And, in a little, having knocked out my negro-head pipe upon my palm, I called for and settled my score. As I rose, the pretty chambermaid picked up my knapsack from the corner, and blushing, aided me to put it on.
“My dear, thank you,” said I, and kissed her. This time she neither shrieked nor ran from the room; she merely blushed a trifle rosier.
“Do you think I have fishes’ eyes, my dear?”
“La! no, sir—handsome they be, I’m sure, so bright an’ black an’ wi’ little lights a-dancing in them—there, sir, do ha’ done, and go along wi’ you!”

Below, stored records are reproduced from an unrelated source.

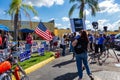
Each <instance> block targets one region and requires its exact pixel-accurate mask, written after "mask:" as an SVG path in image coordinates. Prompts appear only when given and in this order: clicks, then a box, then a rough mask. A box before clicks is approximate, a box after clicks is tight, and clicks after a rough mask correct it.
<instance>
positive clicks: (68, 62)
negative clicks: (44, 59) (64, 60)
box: [53, 60, 75, 68]
mask: <svg viewBox="0 0 120 80" xmlns="http://www.w3.org/2000/svg"><path fill="white" fill-rule="evenodd" d="M72 62H75V60H68V61H65V62H61V63H58V64H55V65H54V66H53V67H59V68H60V67H61V66H64V65H67V64H70V63H72Z"/></svg>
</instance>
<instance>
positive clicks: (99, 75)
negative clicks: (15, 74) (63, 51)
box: [29, 50, 120, 80]
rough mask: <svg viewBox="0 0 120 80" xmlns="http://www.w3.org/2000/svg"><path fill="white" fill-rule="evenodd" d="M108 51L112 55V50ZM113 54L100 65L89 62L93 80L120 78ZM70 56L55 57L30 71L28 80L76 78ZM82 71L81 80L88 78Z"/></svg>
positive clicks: (76, 76) (118, 52)
mask: <svg viewBox="0 0 120 80" xmlns="http://www.w3.org/2000/svg"><path fill="white" fill-rule="evenodd" d="M110 53H111V54H112V55H113V56H114V54H113V52H112V50H111V51H110ZM117 53H119V51H118V52H117ZM113 56H111V57H109V58H108V59H107V60H106V62H105V63H104V64H103V65H102V66H99V65H98V64H90V68H91V71H92V73H93V75H94V77H95V80H120V67H116V66H115V64H117V65H118V66H119V63H118V62H117V60H116V58H114V57H113ZM71 58H72V55H71V54H69V55H66V56H65V57H60V58H57V59H55V60H54V61H52V62H50V63H48V64H47V65H45V66H44V67H42V68H40V69H38V70H36V71H34V72H32V73H30V74H29V77H30V80H78V75H77V69H76V62H75V61H72V60H71ZM83 73H84V76H83V80H90V79H89V78H88V76H87V75H86V71H84V72H83Z"/></svg>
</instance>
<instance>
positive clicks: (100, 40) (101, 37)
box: [98, 34, 105, 54]
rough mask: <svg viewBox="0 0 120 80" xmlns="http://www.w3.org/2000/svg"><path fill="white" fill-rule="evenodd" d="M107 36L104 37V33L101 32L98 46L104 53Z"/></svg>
mask: <svg viewBox="0 0 120 80" xmlns="http://www.w3.org/2000/svg"><path fill="white" fill-rule="evenodd" d="M104 40H105V38H104V37H103V35H102V34H100V37H99V39H98V47H99V48H100V53H101V54H102V52H103V44H104Z"/></svg>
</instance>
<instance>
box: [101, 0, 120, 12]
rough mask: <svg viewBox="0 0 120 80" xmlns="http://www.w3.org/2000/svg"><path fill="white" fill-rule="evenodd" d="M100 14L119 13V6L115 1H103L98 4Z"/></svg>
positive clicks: (107, 0) (105, 0)
mask: <svg viewBox="0 0 120 80" xmlns="http://www.w3.org/2000/svg"><path fill="white" fill-rule="evenodd" d="M99 7H100V9H101V11H100V13H104V12H107V13H115V12H119V11H120V5H119V4H117V3H115V0H104V1H102V2H100V3H99Z"/></svg>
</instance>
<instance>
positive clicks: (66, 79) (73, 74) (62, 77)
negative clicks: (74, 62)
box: [54, 72, 78, 80]
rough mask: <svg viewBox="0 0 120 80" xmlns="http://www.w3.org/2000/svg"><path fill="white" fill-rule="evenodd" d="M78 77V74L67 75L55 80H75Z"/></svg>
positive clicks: (56, 77)
mask: <svg viewBox="0 0 120 80" xmlns="http://www.w3.org/2000/svg"><path fill="white" fill-rule="evenodd" d="M77 76H78V74H77V72H75V73H66V74H64V75H60V76H58V77H56V78H54V80H74V79H75V78H76V77H77Z"/></svg>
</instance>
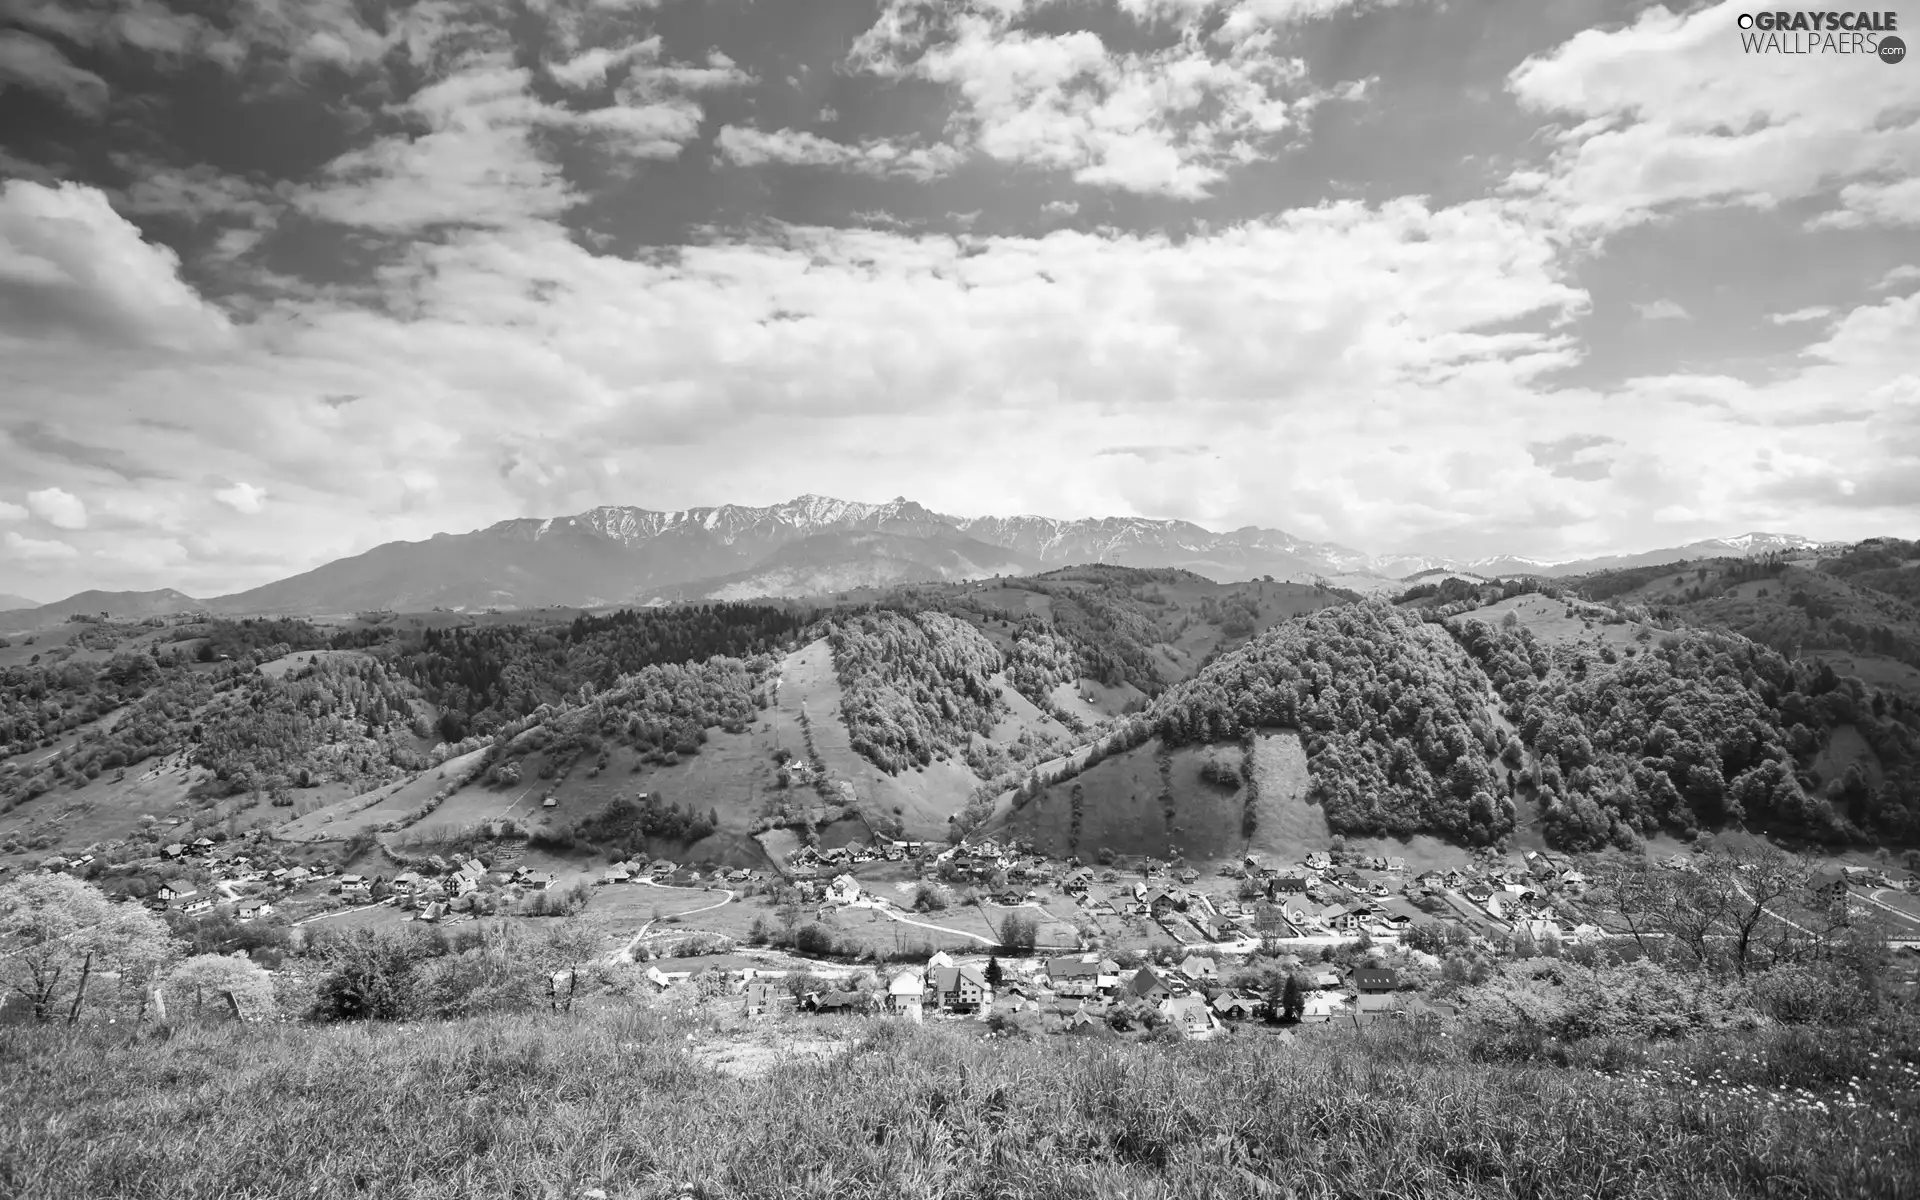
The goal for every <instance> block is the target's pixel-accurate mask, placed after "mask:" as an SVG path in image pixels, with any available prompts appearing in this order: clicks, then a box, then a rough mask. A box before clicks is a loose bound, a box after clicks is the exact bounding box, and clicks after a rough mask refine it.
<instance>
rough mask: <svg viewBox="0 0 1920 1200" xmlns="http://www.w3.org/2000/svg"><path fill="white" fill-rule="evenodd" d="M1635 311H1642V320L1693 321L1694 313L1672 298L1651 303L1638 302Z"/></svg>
mask: <svg viewBox="0 0 1920 1200" xmlns="http://www.w3.org/2000/svg"><path fill="white" fill-rule="evenodd" d="M1634 311H1636V313H1640V319H1642V321H1692V319H1693V315H1692V313H1688V311H1686V309H1684V307H1680V305H1678V303H1676V301H1672V300H1655V301H1649V303H1636V305H1634Z"/></svg>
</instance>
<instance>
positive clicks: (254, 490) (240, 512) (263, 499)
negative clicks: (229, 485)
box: [213, 482, 267, 513]
mask: <svg viewBox="0 0 1920 1200" xmlns="http://www.w3.org/2000/svg"><path fill="white" fill-rule="evenodd" d="M213 499H217V501H221V503H223V505H227V507H228V509H232V511H234V513H259V511H261V509H263V507H265V501H267V490H265V488H255V486H253V484H242V482H236V484H234V486H232V488H221V490H219V492H215V493H213Z"/></svg>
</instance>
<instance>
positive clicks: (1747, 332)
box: [0, 0, 1920, 601]
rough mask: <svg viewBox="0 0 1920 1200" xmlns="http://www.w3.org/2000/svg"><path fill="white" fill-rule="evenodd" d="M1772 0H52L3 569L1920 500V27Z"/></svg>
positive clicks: (1415, 543) (220, 561)
mask: <svg viewBox="0 0 1920 1200" xmlns="http://www.w3.org/2000/svg"><path fill="white" fill-rule="evenodd" d="M1741 12H1745V10H1743V6H1740V4H1690V6H1688V4H1680V6H1674V4H1668V6H1659V4H1638V2H1599V0H1398V2H1390V0H941V2H935V0H712V2H695V0H420V2H417V4H403V2H397V0H396V2H388V4H382V2H378V0H363V2H359V4H353V2H348V0H92V2H79V0H63V2H54V0H0V111H4V113H6V119H4V121H0V591H4V593H19V595H27V597H31V599H38V601H54V599H58V597H63V595H69V593H73V591H77V589H83V588H109V589H146V588H179V589H182V591H188V593H192V595H219V593H227V591H236V589H244V588H252V586H257V584H263V582H269V580H275V578H284V576H288V574H296V572H300V570H305V568H311V566H317V564H321V563H326V561H330V559H338V557H344V555H353V553H359V551H365V549H369V547H372V545H378V543H382V541H394V540H420V538H428V536H432V534H436V532H467V530H472V528H482V526H486V524H492V522H495V520H505V518H511V516H553V515H566V513H578V511H584V509H589V507H595V505H639V507H647V509H687V507H697V505H718V503H741V505H766V503H778V501H785V499H791V497H795V495H801V493H822V495H833V497H841V499H856V501H883V499H889V497H895V495H906V497H910V499H916V501H920V503H924V505H927V507H931V509H935V511H945V513H954V515H970V516H972V515H1018V513H1043V515H1048V516H1064V518H1073V516H1156V518H1183V520H1194V522H1198V524H1204V526H1210V528H1219V530H1227V528H1238V526H1246V524H1258V526H1267V528H1281V530H1286V532H1292V534H1296V536H1302V538H1311V540H1327V541H1338V543H1344V545H1350V547H1356V549H1361V551H1369V553H1405V551H1415V553H1428V555H1455V557H1478V555H1492V553H1517V555H1528V557H1536V559H1571V557H1580V555H1588V553H1613V551H1624V549H1651V547H1663V545H1678V543H1684V541H1692V540H1695V538H1707V536H1724V534H1738V532H1747V530H1772V532H1795V534H1805V536H1811V538H1824V540H1826V538H1832V540H1853V538H1864V536H1887V534H1893V536H1920V520H1916V516H1920V65H1914V63H1882V61H1878V60H1876V58H1874V56H1872V54H1811V56H1778V54H1747V52H1745V50H1743V46H1741V38H1740V31H1738V29H1736V17H1738V15H1740V13H1741ZM1901 17H1908V13H1901ZM1901 29H1903V31H1905V33H1907V40H1914V38H1920V10H1914V12H1912V13H1910V17H1908V21H1907V23H1903V25H1901Z"/></svg>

“By the way,” I said, pausing upon the worn steps, and looking back at her, “by the way, how far is it to Deepdene Wood?”
CHAPTER X
WHICH RELATES THE END OF AN HONORABLE AFFAIR
Some half-mile along the road, upon the left hand, was a stile, and beyond the stile, a path—a path that led away over field, and meadow, and winding stream, to the blue verge of distant woods.
Now, midway between these woods and the place where I stood, there moved three figures; and, far away though they were, I could still make out that the middle one walked with his hands—those tremulous betraying hands thrust deep within his pockets.
And presently I climbed the stile, and set off along the path.
“Sir Jasper!” said I to myself. Somewhere in the background of my consciousness I had a vague recollection of having heard mention of such a name before, but exactly when and where I could not, for the life of me, remember.
“Sir Jasper!” said I to myself again. “It is a very uncommon name, and should be easy to recollect.” I had often prided myself on possessing a singularly retentive memory, more especially for names and faces, but, upon the present occasion, the more I pondered the matter, the more hazy I became. So I walked on through the sweet, wet grass, racking my brain for a solution of the problem, but finding none.
When I again looked up, the three figures had vanished where the path took a sharp bend round a clump of pollard oaks, and, determined not to lose them, I hurried my steps; but when I, in turn, rounded the corner, not a soul was in sight.
The path sloped up gently before me, with a thick hedge upon my right, and, after crossing a brawling stream, lost itself in the small wood or coppice, that crowned the ascent. Wondering, I hastened forward, and then, happening to look through the hedge, which grew very thick and high, I stopped all at once.